What the House committee did accomplish — with considerable input from plaintiffs in the lawsuit to overturn the secretary’s unapproved action — was to involve input from lawmakers, experts in the field and ordinary citizens to create a workable online registration system that isn’t subject to the whims of the current office holder. It was a truly bipartisan effort that passed in the House Elections Committee unanimously, an example of the legislative process working at its finest.

The ongoing lawsuit against the secretary of state isn’t about the idea of online registration. It isn’t about politics. It’s about transparency, proper process and rule of law.
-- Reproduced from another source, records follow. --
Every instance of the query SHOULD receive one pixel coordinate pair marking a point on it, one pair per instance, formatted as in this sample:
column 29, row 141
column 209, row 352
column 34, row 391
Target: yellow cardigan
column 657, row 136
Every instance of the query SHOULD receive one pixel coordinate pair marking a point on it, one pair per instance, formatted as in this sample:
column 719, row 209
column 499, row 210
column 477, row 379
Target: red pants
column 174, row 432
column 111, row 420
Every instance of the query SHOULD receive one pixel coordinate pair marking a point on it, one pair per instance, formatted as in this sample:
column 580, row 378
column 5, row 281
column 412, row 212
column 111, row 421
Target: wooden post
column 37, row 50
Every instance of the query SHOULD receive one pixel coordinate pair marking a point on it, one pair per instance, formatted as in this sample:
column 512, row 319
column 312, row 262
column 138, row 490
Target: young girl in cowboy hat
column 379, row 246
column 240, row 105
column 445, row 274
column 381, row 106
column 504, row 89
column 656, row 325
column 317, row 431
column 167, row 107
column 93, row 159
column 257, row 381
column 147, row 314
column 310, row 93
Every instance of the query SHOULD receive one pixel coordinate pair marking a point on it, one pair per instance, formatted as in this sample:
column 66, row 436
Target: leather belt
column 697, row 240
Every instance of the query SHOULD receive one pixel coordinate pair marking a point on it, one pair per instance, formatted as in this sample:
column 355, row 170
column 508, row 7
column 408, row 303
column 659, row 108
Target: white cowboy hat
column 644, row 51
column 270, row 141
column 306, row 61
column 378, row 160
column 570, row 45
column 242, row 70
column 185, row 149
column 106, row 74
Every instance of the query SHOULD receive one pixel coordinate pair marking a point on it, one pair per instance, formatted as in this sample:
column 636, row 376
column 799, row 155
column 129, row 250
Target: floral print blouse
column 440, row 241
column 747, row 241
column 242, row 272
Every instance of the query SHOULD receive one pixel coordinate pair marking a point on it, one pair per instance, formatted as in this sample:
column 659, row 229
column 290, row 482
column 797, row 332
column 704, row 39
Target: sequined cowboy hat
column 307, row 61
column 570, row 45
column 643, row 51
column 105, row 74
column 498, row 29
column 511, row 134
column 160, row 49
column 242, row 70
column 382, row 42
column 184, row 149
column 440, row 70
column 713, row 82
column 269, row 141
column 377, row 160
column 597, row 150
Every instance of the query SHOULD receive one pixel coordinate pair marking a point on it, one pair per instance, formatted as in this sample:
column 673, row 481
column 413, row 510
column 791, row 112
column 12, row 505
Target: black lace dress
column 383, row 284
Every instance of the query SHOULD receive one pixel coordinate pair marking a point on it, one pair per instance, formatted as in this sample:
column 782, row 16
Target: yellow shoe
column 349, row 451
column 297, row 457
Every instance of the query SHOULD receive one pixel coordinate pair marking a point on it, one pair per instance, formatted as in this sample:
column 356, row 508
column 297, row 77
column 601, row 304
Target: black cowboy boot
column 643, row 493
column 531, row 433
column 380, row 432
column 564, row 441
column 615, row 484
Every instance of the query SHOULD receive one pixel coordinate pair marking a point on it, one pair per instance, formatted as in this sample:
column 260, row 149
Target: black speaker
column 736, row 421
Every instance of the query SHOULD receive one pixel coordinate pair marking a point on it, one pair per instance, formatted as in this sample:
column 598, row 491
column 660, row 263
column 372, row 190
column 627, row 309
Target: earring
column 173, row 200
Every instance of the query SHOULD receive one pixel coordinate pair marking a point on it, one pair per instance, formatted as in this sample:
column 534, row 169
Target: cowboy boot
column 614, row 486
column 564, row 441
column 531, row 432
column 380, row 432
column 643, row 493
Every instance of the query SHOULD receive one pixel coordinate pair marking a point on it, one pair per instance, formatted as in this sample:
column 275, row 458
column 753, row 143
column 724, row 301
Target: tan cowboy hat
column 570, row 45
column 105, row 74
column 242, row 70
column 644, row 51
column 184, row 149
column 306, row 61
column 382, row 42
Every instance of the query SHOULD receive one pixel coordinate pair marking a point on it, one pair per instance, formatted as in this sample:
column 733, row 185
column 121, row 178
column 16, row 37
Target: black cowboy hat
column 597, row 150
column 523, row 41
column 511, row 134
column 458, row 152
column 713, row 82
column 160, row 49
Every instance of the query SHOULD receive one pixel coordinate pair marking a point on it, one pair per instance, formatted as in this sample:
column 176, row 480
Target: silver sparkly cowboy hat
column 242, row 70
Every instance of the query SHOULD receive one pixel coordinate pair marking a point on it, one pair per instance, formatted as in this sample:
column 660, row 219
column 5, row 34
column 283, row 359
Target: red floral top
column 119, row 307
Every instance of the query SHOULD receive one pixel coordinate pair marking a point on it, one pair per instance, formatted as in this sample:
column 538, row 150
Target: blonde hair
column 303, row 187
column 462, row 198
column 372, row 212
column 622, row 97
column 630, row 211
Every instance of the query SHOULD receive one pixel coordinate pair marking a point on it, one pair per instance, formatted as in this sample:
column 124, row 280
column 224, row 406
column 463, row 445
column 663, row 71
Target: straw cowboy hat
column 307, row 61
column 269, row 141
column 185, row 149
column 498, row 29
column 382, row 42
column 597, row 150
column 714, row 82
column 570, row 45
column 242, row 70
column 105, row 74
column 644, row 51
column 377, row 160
Even though Minnesota Majority is a participant in the lawsuit against the secretary’s “go-it-alone” launch of online voter registration and absentee ballot requests, we’ve also been working with both sides of the aisle in the Legislature to craft a bill that would ensure public confidence in the system.

We’re expecting the court to determine that the secretary of state acted improperly by developing his own system behind closed doors and rolling it out without approval from the Legislature. Any other ruling would set a terrible precedent condoning usurpation of legislative power by the executive branch.

We’re also expecting a solid, thoroughly vetted, properly debated bill authorizing online voter registration to emerge this year. Six additional security measures were considered by the House committee, and five were adopted. More improvements look to be forthcoming in the Senate.

If the Legislature succeeds in enacting this new, more secure and publicly vetted online voter registration system, it would not in any way render the lawsuit against the secretary of state moot. The suit is of great importance because, especially when it comes to our election system, it should not come down to the whims of one partisan office holder how the system will run. Nor should the system be one that could be changed on the whim of the next partisan individual to hold that office.

Minnesota Majority is rooting for a successful online registration bill to be signed into law this year, even as we await the results of our suit against the secretary of state for going it alone in the shadows.

 

Dan McGrath is the president of Minnesota Majority, a government watchdog organization.